A spreadsheet consists of cells formed by rows and columns. Additionally, in many spreadsheets you have a third dimension, which you can imagine as various layers laying on top of each other. The third dimension allows you to hide intermediate results, calculate additional results you do not want to appear in the “official” tables, keep information per time period (like 12 layers for each month in a year) while allowing you to make calculations over the entire time interval and much more. Figure 1 shows the three dimensions:
You can think of cells as variables, which value is the value of an associated expression. The expression may be constant, like 1.23, or it may be a function of other cell values. The advantage compared to a programmable calculator is that if you change a number, you directly see all changes in other cells caused by that. Often this allows you to get a feeling how much you may change basic sizes with still getting satisfying results without having to solve the problem analytically.

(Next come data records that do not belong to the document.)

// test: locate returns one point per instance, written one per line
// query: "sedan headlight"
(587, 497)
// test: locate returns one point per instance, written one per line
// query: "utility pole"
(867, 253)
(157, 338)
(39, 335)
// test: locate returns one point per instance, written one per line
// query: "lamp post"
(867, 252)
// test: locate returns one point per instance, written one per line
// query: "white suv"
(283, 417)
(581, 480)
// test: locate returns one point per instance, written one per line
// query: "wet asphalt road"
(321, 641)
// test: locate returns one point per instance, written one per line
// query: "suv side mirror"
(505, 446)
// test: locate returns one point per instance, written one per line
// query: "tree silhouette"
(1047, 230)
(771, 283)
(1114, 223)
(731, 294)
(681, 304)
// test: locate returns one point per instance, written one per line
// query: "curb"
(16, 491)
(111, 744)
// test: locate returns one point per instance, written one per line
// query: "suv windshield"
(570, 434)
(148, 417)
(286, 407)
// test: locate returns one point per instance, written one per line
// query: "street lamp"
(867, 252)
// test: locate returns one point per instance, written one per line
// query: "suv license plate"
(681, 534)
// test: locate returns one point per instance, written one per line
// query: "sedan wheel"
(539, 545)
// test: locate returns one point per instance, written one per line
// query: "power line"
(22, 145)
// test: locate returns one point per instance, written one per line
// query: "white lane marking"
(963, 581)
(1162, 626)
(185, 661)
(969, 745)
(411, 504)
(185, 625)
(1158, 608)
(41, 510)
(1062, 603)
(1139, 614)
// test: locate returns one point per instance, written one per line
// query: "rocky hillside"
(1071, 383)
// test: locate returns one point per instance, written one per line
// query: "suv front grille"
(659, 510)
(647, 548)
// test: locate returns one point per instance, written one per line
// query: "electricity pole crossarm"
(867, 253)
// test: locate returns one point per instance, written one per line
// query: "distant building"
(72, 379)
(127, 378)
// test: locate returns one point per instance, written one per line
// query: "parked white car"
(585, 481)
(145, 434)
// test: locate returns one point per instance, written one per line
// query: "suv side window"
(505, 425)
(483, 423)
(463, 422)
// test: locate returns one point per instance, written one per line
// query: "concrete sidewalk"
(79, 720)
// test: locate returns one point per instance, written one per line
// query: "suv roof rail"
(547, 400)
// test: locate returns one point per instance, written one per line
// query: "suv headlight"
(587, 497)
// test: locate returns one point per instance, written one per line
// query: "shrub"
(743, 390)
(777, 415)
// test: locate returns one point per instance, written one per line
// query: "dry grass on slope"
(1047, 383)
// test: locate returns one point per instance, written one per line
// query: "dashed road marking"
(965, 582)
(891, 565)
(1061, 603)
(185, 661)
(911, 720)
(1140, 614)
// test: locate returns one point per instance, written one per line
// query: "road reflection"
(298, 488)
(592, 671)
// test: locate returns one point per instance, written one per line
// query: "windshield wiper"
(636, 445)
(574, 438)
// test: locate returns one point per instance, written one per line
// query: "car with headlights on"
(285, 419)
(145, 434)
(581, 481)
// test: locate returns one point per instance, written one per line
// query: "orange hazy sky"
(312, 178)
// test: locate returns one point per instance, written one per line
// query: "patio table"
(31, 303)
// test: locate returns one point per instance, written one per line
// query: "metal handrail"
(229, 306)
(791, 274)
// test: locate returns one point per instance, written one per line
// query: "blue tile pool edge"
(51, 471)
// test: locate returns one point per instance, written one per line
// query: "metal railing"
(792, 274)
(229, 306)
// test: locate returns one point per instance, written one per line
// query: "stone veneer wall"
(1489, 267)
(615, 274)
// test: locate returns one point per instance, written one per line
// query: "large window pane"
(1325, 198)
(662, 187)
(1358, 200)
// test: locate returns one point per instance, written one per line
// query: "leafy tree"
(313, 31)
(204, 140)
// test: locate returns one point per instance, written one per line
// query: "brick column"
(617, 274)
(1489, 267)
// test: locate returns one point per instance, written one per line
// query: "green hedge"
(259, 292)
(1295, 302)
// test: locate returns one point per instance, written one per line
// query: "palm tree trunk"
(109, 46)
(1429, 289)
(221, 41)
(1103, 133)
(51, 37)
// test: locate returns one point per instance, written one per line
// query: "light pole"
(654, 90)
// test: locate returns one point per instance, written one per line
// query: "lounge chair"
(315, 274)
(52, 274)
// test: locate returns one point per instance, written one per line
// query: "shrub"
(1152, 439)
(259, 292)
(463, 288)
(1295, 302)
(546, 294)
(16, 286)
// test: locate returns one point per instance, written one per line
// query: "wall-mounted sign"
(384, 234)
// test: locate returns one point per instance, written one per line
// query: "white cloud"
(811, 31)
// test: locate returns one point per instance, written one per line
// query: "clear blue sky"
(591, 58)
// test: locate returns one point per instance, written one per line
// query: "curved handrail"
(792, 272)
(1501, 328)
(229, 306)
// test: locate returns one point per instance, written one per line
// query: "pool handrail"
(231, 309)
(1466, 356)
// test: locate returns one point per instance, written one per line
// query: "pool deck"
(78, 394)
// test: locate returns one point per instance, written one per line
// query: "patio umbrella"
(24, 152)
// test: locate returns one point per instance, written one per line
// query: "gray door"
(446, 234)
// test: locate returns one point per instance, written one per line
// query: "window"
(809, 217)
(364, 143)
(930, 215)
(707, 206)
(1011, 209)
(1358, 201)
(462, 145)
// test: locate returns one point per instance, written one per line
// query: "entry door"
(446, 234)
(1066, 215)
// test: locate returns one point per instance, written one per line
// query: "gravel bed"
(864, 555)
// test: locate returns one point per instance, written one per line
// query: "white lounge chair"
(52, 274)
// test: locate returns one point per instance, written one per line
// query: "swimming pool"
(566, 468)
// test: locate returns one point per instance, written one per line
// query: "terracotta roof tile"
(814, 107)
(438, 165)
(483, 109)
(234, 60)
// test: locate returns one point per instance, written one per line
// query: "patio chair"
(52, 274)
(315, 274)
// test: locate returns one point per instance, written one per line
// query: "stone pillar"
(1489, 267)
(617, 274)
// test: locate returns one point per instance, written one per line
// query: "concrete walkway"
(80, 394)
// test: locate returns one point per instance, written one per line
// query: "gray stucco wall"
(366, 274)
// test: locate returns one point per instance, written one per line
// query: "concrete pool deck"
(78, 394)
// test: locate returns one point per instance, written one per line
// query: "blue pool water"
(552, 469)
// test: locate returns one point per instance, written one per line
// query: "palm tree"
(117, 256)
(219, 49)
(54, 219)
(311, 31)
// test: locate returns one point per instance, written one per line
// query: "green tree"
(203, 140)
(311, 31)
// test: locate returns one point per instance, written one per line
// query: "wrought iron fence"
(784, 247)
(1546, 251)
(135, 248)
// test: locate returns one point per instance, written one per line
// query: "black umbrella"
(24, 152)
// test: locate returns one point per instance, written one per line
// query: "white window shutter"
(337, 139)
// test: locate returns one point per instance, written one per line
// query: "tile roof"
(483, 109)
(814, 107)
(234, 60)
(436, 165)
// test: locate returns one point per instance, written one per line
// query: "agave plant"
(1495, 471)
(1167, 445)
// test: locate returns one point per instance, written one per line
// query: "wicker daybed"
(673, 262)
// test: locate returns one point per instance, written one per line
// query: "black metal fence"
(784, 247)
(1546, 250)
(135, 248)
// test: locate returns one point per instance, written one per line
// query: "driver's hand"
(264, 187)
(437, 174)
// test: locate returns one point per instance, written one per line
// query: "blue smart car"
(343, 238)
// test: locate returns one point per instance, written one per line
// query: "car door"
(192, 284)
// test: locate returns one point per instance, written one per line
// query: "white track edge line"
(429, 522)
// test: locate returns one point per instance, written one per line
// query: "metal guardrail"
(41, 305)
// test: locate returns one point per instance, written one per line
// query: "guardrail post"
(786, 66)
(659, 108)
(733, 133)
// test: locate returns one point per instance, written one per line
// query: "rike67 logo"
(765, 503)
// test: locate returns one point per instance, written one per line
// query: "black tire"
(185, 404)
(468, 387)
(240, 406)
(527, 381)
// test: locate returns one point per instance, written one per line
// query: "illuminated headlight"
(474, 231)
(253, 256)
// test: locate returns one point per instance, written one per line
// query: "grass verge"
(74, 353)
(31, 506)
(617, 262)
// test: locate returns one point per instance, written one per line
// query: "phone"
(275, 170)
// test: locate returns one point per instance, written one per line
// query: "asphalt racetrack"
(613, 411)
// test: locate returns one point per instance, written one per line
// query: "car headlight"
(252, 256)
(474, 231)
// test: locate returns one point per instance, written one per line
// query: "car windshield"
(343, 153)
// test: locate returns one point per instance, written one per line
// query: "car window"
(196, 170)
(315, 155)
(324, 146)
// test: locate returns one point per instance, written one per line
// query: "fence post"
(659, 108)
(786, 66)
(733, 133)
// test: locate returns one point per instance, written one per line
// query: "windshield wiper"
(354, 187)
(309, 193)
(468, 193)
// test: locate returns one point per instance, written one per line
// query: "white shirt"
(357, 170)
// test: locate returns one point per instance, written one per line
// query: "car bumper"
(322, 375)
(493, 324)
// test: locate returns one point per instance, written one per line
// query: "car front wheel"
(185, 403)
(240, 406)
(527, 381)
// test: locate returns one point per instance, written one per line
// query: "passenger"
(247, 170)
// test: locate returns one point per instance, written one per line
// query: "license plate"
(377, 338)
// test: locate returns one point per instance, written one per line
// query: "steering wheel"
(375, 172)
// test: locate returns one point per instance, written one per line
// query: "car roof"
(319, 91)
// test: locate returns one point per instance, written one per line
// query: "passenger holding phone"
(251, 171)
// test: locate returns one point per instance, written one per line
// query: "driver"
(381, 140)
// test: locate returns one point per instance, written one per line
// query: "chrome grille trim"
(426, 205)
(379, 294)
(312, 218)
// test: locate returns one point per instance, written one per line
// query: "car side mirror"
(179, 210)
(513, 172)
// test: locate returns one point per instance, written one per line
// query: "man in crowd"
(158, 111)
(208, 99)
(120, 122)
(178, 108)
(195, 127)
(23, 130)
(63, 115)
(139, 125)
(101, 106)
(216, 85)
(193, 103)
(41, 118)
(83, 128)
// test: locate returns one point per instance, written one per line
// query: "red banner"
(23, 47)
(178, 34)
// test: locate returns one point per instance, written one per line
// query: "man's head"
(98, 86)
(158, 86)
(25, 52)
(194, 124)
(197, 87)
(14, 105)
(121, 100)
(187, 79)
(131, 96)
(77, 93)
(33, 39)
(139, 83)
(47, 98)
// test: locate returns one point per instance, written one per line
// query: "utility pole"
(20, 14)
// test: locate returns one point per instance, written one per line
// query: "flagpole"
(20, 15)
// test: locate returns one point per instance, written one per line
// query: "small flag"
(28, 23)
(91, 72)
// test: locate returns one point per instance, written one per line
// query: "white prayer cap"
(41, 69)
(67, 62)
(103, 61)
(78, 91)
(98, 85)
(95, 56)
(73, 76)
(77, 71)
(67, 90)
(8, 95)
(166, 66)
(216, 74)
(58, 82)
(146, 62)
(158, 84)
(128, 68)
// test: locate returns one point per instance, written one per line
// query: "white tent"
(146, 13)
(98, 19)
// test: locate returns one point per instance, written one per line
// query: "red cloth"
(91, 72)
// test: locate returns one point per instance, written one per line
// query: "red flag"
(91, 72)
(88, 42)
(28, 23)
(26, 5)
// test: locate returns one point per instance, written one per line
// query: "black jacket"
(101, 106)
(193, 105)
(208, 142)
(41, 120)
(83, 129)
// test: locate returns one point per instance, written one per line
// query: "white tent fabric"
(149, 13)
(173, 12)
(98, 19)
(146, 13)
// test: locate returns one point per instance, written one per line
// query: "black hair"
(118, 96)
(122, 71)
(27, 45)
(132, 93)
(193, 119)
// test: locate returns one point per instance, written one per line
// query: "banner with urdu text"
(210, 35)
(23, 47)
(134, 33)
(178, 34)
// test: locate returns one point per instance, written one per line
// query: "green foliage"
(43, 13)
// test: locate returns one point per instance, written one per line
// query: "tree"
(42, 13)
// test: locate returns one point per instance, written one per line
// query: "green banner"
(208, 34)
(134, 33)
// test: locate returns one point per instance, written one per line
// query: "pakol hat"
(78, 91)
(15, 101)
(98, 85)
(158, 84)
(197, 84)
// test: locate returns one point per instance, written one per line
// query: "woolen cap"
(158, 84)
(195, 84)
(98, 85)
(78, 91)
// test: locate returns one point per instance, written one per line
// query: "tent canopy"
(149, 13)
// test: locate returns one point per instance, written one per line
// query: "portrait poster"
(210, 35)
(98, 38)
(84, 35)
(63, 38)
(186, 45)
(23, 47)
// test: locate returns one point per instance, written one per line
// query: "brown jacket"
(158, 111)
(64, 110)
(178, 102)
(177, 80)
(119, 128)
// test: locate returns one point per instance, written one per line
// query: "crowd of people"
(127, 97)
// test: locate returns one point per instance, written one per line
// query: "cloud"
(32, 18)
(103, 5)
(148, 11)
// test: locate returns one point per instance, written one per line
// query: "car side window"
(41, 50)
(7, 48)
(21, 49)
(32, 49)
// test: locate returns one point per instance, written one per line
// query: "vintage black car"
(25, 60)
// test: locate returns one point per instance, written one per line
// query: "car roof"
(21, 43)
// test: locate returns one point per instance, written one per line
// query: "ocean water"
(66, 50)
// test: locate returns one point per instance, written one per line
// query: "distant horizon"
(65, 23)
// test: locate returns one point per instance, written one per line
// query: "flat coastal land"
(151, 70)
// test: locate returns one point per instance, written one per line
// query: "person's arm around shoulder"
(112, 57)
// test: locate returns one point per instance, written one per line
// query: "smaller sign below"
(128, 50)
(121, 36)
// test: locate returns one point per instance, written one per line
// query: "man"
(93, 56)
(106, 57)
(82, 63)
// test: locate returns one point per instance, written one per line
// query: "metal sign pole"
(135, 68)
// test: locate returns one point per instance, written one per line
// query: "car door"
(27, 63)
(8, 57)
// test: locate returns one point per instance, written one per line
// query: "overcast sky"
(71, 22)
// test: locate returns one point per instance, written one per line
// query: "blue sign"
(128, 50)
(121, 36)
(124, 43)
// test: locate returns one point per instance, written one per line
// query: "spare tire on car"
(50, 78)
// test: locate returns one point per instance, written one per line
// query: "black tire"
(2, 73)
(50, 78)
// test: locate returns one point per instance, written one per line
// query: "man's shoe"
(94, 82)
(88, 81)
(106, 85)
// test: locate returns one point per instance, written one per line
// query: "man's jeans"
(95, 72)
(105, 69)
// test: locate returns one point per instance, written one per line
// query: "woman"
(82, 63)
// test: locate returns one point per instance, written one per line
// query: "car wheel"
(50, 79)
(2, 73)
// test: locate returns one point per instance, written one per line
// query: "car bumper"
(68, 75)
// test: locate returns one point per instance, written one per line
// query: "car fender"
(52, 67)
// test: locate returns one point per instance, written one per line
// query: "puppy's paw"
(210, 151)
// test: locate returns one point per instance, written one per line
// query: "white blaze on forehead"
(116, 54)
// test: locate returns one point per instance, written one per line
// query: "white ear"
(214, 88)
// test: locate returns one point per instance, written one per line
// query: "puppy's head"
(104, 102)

Spreadsheets offer many editing operations in order to modify, clear, copy and move cells or blocks of cells. Besides the usual mathematical functions, there are functions which work on blocks of cells, like calculating the sum of a block or counting all non-empty elements. Further there are functions working on character strings, because most likely you also want text besides numbers. The next section will introduce you to some of these by examples.
TEAPOT is a traditional spreadsheet and a typical UNIX program, because it does just one thing: Calculations. It does not include any graphics functions and never will, but it allows to export data in many formats, so you can use your favourite graphics software.